O significado desses direitos tem sido progressivamente interpretado e compreendido. O direito humano à água tem sido considerado como compreendendo a água física e financeiramente acessível, segura, aceitável e continuamente disponível para o uso pessoal e doméstico. Quanto ao direito humano ao esgotamento sanitário, entende-se que este serviço deva ser física e financeiramente acessível, prover segurança ao usuário, ser culturalmente aceitável e disponível para todos os usuários e em todas as esferas da vida, além de assegurar dignidade e privacidade. Enxergar o acesso à água e ao esgotamento sanitário sob a lente dos direitos humanos supõe também observar seus princípios fundantes, como o direito à participação, o direito ao acesso à informação, a igualdade e não-discriminação, a responsabilidade por parte de governos e prestadores de serviço e a sustentabilidade.

Portanto, prestar serviços de saneamento orientados pelo marco dos direitos humanos implica certas mudanças de postura por parte de governos, reguladores e prestadores. Alguns de seus elementos chamam a atenção, quando se observa a prática tradicional prevalente no país. 

Um exemplo é o da acessibilidade financeira, que convoca reguladores e prestadores a dedicar atenção específica para as populações que vivem em situação mais vulnerável, especialmente sob o ponto de vista econômico. Implementar este princípio requer um esforço de identificação das parcelas da população com menor poder aquisitivo e conceber modelos de cobrança que as protejam contra o comprometimento excessivo de seus rendimentos. A adoção de procedimentos nessa direção é importante inclusive para a proteção do prestador, uma vez que o marco dos direitos humanos considera que o corte da ligação de uma moradia ao sistema público, por ausência de pagamento motivada por indisponibilidade financeira, é uma violação a esse direito. O Judiciário vem crescentemente apoiando a tese. A aplicação desse princípio remete ainda para a indagação sobre os modelos de prestação de serviços. Prestadores orientados pela maximização do lucro e sujeitos a uma regulação frágil teriam interesse em praticar o princípio da acessibilidade financeira? Seriam os sistemas com características mais locais, a exemplo daqueles com gestão municipal, mais capazes de identificar as necessidades econômicas das famílias e mais sensíveis para implementar modelos de cobrança que efetivamente as protejam sob esse aspecto?

Outro princípio que mereceria ser explorado é o da igualdade e não-discriminação. O Plansab revelou o caráter fortemente discriminatório do acesso aos serviços de água e esgotos no Brasil. Nitidamente, os que têm menos acesso a serviços adequados são as populações rurais, os habitantes das menores cidades, moradores do Norte e do Nordeste, os de mais baixa escolaridade, os de mais baixa renda... Pode-se complementar esta relação, dizendo que também são menos beneficiados os indígenas, os que vivem em quilombolas, os que moram em assentamentos rurais e os moradores de vilas e favelas. 
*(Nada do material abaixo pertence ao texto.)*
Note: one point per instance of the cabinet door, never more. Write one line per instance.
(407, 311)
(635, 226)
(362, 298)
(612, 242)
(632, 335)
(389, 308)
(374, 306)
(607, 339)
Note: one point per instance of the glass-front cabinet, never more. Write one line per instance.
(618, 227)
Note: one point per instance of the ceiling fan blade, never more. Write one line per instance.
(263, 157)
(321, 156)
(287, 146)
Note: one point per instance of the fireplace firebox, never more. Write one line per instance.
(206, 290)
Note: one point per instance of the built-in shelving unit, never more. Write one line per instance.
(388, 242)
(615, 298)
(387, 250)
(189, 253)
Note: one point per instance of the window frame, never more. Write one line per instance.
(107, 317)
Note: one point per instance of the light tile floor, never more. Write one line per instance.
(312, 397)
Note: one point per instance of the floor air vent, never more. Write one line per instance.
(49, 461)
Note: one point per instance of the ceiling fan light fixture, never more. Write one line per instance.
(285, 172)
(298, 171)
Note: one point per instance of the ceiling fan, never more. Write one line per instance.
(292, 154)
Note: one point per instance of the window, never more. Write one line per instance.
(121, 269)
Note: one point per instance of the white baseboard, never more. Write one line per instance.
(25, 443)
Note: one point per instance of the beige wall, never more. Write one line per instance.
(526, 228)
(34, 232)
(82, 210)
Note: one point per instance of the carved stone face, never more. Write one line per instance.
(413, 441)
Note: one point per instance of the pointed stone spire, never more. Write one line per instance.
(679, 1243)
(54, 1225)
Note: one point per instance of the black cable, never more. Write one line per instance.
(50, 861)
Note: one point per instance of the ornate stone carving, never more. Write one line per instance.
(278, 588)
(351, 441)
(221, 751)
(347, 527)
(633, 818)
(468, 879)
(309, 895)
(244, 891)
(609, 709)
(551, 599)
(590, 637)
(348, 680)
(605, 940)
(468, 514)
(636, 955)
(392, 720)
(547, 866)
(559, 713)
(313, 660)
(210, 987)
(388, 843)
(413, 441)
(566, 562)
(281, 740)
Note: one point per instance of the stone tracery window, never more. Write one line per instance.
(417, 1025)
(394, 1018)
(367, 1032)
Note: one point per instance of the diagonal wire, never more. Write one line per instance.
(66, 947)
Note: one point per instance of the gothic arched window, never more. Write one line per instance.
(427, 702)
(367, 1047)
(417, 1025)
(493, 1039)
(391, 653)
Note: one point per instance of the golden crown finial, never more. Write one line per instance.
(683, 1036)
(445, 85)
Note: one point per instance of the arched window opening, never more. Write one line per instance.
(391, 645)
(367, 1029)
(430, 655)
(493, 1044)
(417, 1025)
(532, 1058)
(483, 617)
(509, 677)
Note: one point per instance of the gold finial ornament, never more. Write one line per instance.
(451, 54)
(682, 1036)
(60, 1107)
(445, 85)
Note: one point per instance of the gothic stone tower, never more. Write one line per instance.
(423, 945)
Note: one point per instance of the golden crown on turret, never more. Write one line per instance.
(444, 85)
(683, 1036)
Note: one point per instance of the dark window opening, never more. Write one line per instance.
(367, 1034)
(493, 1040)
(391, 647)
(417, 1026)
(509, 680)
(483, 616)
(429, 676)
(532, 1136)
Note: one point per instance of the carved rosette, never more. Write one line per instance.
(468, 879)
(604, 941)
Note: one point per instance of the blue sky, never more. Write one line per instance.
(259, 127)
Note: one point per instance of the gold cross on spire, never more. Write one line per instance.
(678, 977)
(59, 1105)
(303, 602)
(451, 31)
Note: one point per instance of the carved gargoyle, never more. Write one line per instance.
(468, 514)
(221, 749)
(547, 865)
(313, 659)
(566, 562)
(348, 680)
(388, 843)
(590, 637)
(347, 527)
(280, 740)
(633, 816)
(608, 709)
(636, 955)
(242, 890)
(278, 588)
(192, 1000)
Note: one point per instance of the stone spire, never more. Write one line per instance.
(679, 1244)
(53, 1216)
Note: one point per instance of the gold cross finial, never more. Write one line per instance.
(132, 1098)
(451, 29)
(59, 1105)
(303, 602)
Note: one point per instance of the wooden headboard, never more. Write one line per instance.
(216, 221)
Há forte apelo internacional para romper com este padrão de discriminação, não apenas a partir do marco dos direitos humanos, mas também dos novos Objetivos do Desenvolvimento Sustentável. Estes têm como palavra de ordem “não deixar ninguém para trás” e como objetivos centrais a eliminação da pobreza e a redução das desigualdades. Especificamente nas metas relacionadas ao saneamento, o acesso universal sem discriminação e o olhar atento às necessidades das mulheres e meninas e daqueles em situação de vulnerabilidade são destaques. Tem-se aí uma nova agenda, um novo marco referencial, que requererá nova postura da parte dos agentes institucionais envolvidos com o saneamento no Brasil. A mensagem é de beneficiar primeiro os grupos mais desfavorecidos, rompendo com a tradicional tendência concentradora que vem marcando as políticas públicas de saneamento no país. É uma discussão que também tem forte aderência com os modelos de gestão a serem incentivados nessa nova quadra, de implementação do Plansab, de respeito aos direitos humanos e de progresso em direção aos ODS.

Por: Léo Heller - Pesquisador da Fiocruz-Minas, professor colaborador da Universidade Federal de Minas Gerais (UFMG) e relator especial para o direito humano à água e esgotamento sanitário das Nações Unidas.